Kesayanganku berteriak parau, "Tolong.....". Seketika laki-laki itu, berbalik, menatap kesayanganku dengan tatapan yang lembut. Dia merogoh saku di belakang celananya yang sudah tak jelas warnanya itu dan mengeluarkan sesuatu yang bulat dan berwarna menarik. Aku jamin pasti rasanya manis. Pikirku.

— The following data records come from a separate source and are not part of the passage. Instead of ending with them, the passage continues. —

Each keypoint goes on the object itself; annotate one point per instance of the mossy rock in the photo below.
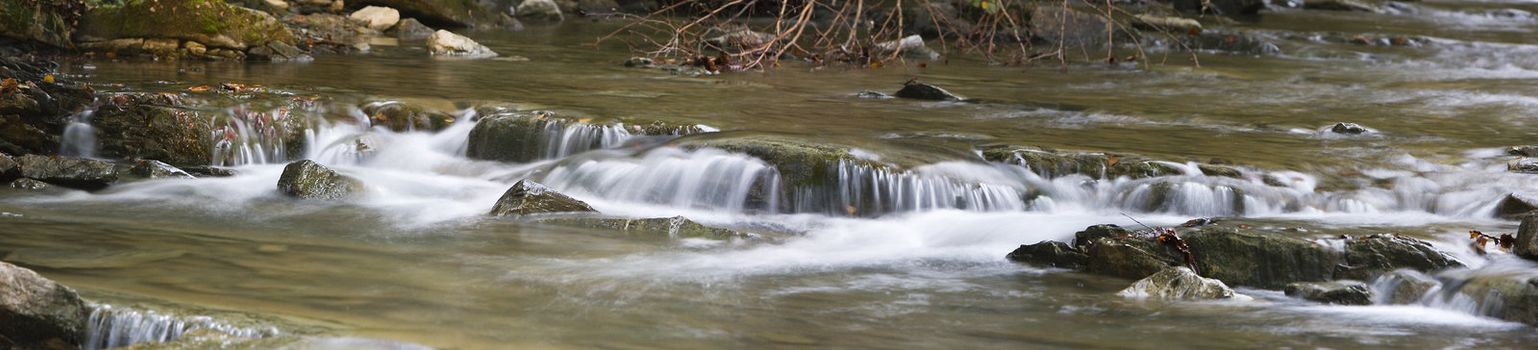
(213, 23)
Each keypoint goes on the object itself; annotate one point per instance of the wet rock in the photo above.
(1526, 244)
(153, 126)
(412, 29)
(454, 45)
(376, 17)
(1349, 129)
(312, 181)
(1232, 8)
(1404, 287)
(1335, 292)
(39, 313)
(655, 227)
(911, 46)
(1051, 254)
(1340, 5)
(69, 172)
(1178, 283)
(922, 91)
(540, 9)
(403, 117)
(1241, 257)
(528, 197)
(1369, 257)
(213, 23)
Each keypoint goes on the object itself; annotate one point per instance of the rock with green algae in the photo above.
(529, 197)
(308, 180)
(213, 23)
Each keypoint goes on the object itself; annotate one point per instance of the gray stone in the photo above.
(528, 197)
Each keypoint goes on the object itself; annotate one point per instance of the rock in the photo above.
(312, 181)
(39, 313)
(528, 197)
(454, 45)
(1404, 287)
(1340, 5)
(1178, 283)
(922, 91)
(540, 9)
(376, 17)
(1349, 129)
(911, 46)
(1343, 292)
(403, 117)
(153, 126)
(213, 23)
(69, 172)
(1526, 244)
(1232, 8)
(1241, 257)
(657, 227)
(1051, 254)
(1369, 257)
(1166, 23)
(412, 29)
(156, 169)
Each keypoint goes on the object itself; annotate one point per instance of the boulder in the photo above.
(376, 17)
(540, 9)
(454, 45)
(655, 227)
(69, 172)
(922, 91)
(308, 180)
(1052, 254)
(1335, 292)
(412, 29)
(213, 23)
(1526, 244)
(39, 313)
(528, 197)
(1178, 283)
(1374, 255)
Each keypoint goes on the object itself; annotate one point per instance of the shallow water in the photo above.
(414, 260)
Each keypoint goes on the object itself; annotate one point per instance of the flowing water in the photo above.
(882, 258)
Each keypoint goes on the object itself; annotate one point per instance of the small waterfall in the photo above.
(113, 327)
(79, 138)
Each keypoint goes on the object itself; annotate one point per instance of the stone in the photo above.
(1343, 292)
(911, 46)
(454, 45)
(1526, 244)
(540, 9)
(922, 91)
(69, 172)
(308, 180)
(39, 313)
(529, 197)
(1178, 283)
(1052, 254)
(376, 17)
(1374, 255)
(412, 29)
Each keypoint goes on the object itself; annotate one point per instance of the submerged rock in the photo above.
(663, 227)
(1178, 283)
(922, 91)
(39, 313)
(1051, 254)
(1335, 292)
(529, 197)
(454, 45)
(69, 172)
(308, 180)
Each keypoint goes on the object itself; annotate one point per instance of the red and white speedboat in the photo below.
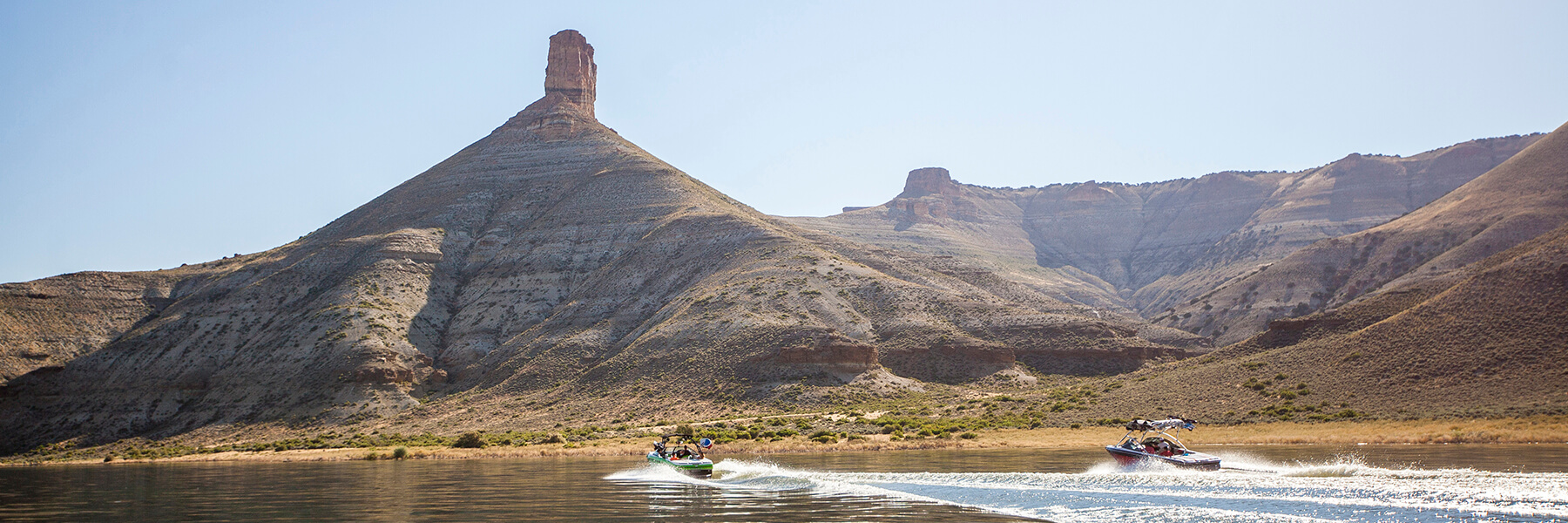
(1152, 442)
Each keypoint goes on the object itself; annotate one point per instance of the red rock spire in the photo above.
(571, 70)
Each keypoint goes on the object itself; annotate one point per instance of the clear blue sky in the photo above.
(143, 135)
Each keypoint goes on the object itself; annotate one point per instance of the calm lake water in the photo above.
(1452, 483)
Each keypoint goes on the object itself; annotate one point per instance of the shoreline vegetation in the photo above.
(792, 440)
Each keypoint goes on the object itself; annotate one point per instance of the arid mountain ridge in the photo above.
(1148, 248)
(549, 262)
(554, 272)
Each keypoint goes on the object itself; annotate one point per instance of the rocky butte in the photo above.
(551, 272)
(1159, 250)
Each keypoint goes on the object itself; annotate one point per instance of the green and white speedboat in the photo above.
(676, 450)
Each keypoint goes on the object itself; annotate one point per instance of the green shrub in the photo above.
(470, 440)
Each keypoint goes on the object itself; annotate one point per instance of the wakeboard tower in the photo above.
(1152, 442)
(676, 450)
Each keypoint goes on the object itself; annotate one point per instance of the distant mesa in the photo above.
(929, 181)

Seketika itu pula, kesayanganku mengeluarkan keindahan di wajahnya yang aku nanti-nanti. Ia tersenyum lalu berlari mendekati laki-laki itu dan meraih sesuatu yang bulat itu.
^^
Ah, inilah dia. Permen. Barang yang tidak ada seberapanya pikirku. Tapi mampu membuat kesayanganku kembali tersenyum. Aku bertanya-tanya, apakah dia menangis tadi karena permen ini pula?
Inilah dia kesayanganku. Sederhana namun indah. Nyatanya apa yang membuat dia bersedih dan tersenyum adalah hal yang menurutku kecil. Dari sini aku berpikir, apa yang mampu kita beri pada orang lain, walau sekecil apapun itu nyatanya bisa menjadi besar, dan hal yang tak kita duga ternyata juga bisa begitu menyakitkan di hati orang lain.
Kehidupan sosial itu sulit. Tapi, manusia tidak bisa hidup sendiri.
Dan sekali lagi. Bahagia itu sederhana sekali.